For example, the recently held 2012 UCLA Law Symposium, entitled “Overpoliced and Underprotected: Women, Race, and Criminalization,” brought together renowned and influential thinkers and lawyers, as well as activists from non-profit organizations. All the panelists focused on incarceration, and many advocated for the creation of a “feminist, anti-racist, prison abolition coalition.”
On the first day, only two Black female panelists identified themselves as formerly incarcerated. One was Kemba Smith. She eloquently told her story. While in college, she began dating a drug dealer. Despite never having used, handled or sold crack/cocaine, Smith was sentenced to nearly 25 years in prison.
I did not catch the name of the other woman, who was filling in for the director of the non-profit where she worked. She did not tell her story, except to say that she had served time in prison. Instead, she shared the goals of her organization, and compelled conference attendees to help break the cycle of incarceration, with more urgency and less flair than Smith.
At the end of the night, I overheard a symposium attendee tell the second woman, “Your talk was really fun!” Weeks later, I’m still curious what about incarceration is “fun.”

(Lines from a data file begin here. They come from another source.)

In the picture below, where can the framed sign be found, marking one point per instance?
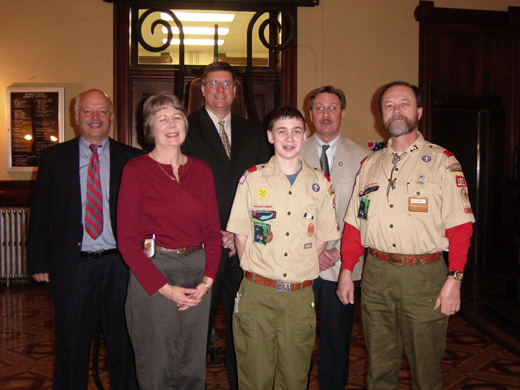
(34, 121)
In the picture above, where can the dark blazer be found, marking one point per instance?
(56, 228)
(248, 148)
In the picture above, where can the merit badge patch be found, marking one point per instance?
(262, 193)
(454, 168)
(464, 195)
(461, 182)
(364, 203)
(262, 232)
(310, 230)
(330, 191)
(263, 215)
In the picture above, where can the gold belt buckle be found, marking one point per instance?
(282, 286)
(396, 259)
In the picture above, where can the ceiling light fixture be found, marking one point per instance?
(196, 42)
(199, 17)
(198, 30)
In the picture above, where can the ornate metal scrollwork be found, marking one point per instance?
(271, 23)
(179, 85)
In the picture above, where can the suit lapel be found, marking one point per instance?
(210, 132)
(342, 160)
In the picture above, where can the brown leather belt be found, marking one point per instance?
(95, 255)
(277, 284)
(186, 249)
(402, 260)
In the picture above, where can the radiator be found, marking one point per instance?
(14, 222)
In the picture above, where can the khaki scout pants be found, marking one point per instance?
(274, 337)
(397, 311)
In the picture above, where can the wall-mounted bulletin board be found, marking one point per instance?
(34, 121)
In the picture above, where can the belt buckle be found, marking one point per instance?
(396, 259)
(282, 286)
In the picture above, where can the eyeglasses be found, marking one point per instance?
(215, 84)
(332, 109)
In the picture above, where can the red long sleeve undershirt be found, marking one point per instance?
(458, 236)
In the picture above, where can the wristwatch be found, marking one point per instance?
(457, 275)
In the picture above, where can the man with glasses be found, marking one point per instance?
(230, 144)
(410, 204)
(340, 158)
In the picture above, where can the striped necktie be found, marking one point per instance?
(224, 137)
(94, 207)
(324, 160)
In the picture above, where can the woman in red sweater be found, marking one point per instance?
(169, 197)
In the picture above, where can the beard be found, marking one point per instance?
(402, 127)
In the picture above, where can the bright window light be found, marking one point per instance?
(196, 42)
(199, 17)
(198, 30)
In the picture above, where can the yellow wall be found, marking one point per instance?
(356, 45)
(58, 43)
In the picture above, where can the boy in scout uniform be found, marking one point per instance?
(410, 203)
(283, 215)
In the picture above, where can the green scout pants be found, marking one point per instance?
(397, 311)
(274, 337)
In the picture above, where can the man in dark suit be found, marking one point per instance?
(230, 144)
(72, 247)
(340, 158)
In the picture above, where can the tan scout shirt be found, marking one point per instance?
(283, 222)
(429, 196)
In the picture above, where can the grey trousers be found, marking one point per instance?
(169, 345)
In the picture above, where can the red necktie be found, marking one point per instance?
(94, 207)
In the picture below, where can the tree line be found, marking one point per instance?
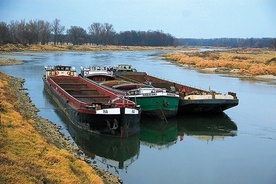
(230, 42)
(44, 32)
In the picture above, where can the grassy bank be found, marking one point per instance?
(69, 47)
(240, 61)
(25, 155)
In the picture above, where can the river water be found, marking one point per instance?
(238, 146)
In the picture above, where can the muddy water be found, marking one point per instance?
(238, 146)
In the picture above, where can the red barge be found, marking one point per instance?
(90, 106)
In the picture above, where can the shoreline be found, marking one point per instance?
(229, 73)
(49, 130)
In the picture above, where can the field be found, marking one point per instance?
(28, 157)
(240, 61)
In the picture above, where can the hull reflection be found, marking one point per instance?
(113, 152)
(206, 127)
(158, 133)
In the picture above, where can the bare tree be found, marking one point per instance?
(57, 29)
(95, 31)
(18, 32)
(45, 31)
(77, 35)
(32, 32)
(4, 33)
(108, 33)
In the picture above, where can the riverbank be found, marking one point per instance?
(32, 148)
(70, 47)
(259, 64)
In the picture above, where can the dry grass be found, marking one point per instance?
(69, 47)
(26, 157)
(248, 61)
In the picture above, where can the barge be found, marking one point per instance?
(154, 102)
(191, 100)
(89, 106)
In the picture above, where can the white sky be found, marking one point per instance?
(180, 18)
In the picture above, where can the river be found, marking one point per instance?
(238, 146)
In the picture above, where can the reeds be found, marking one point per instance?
(253, 62)
(26, 156)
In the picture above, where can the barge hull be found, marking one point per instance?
(211, 105)
(118, 125)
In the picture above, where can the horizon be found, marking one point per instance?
(195, 19)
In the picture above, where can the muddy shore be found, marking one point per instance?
(49, 130)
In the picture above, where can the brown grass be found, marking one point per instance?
(26, 157)
(70, 47)
(248, 61)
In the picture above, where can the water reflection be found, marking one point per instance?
(206, 127)
(163, 134)
(113, 152)
(158, 133)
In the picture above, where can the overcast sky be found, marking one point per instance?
(180, 18)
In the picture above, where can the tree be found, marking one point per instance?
(95, 31)
(57, 29)
(45, 31)
(108, 34)
(32, 32)
(77, 35)
(272, 43)
(4, 33)
(18, 32)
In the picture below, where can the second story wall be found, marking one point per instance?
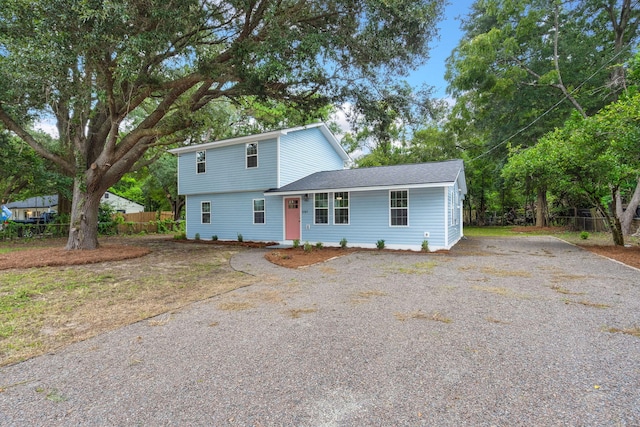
(305, 152)
(225, 169)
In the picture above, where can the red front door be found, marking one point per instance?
(292, 219)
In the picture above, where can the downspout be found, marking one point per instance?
(446, 217)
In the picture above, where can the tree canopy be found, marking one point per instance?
(90, 66)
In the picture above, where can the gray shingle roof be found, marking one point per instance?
(382, 176)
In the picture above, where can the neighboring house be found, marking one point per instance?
(36, 206)
(33, 207)
(120, 204)
(292, 184)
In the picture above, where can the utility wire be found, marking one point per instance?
(613, 58)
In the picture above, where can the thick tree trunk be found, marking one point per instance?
(626, 216)
(541, 208)
(83, 231)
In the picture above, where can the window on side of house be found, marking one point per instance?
(258, 211)
(341, 207)
(201, 161)
(321, 208)
(252, 155)
(399, 208)
(205, 212)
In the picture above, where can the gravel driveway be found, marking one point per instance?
(499, 332)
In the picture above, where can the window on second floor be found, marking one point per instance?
(252, 155)
(205, 209)
(341, 207)
(201, 161)
(321, 208)
(399, 208)
(258, 211)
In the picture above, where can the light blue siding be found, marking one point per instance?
(369, 221)
(455, 226)
(226, 170)
(232, 213)
(304, 153)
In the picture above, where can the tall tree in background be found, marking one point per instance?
(524, 66)
(23, 173)
(91, 65)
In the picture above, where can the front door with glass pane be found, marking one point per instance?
(292, 219)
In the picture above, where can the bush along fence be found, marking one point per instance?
(139, 223)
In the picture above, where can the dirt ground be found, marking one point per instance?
(53, 254)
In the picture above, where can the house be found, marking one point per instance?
(36, 206)
(293, 184)
(33, 207)
(120, 204)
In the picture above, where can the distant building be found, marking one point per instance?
(36, 206)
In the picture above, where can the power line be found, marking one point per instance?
(613, 58)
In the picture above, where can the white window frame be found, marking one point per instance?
(263, 211)
(391, 208)
(247, 155)
(203, 212)
(347, 208)
(315, 209)
(201, 161)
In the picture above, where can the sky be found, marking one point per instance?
(432, 73)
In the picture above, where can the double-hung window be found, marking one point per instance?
(201, 161)
(252, 155)
(399, 208)
(341, 207)
(321, 208)
(205, 211)
(258, 211)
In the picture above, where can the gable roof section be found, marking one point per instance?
(264, 136)
(410, 175)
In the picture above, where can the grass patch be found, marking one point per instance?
(633, 331)
(419, 315)
(43, 309)
(365, 296)
(505, 273)
(296, 313)
(236, 305)
(559, 289)
(423, 267)
(498, 321)
(505, 292)
(587, 303)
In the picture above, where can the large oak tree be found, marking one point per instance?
(89, 65)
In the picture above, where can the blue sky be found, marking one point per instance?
(432, 73)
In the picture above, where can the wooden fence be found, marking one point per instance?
(147, 222)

I wish I had asked the attendee what she meant by her comment. I would guess that she was well-intentioned. Nevertheless, I wondered what it meant to call a presentation at an academic symposium “fun.” Did it serve as a compliment? Or, as it seemed to me, did it strip this woman’s narrative of legitimacy? Such a comment was not directed at Kemba Smith, the lighter-skinned Black woman who had straightened hair, and wore a suit. No, this comment was for the darker-skinned, “poorly-dressed” woman with thick braids.
How do our own perceptions of people inform our understanding of what they are qualified to say, and why we should (or shouldn’t) listen?
This conference repeatedly referenced Michel Foucault’s notions of power and surveillance, highlighted the historical legacy of slavery, reminded us of color politics and “the paper bag test,” and challenged the stereotypes that have shaped American laws and social policy. Still, we needed to revisit the basics of feminist standpoint theory and “relations between the production of knowledge and practices of power.” Standpoint theory emerged as a “way of empowering oppressed groups,” and “valuing their experiences”, but the second speaker’s experience and voice were not honored. By suggesting that this panelist’s talk was “fun,” one conference attendee discredited the panelist’s voice, merely reproducing the structures that confine and silence certain women.
Everywhere, we should welcome the voices of all women. When working towards a feminist, anti-racist, prison abolition coalition, we should especially try to include all formerly incarcerated Black women. Unfortunately, we don’t.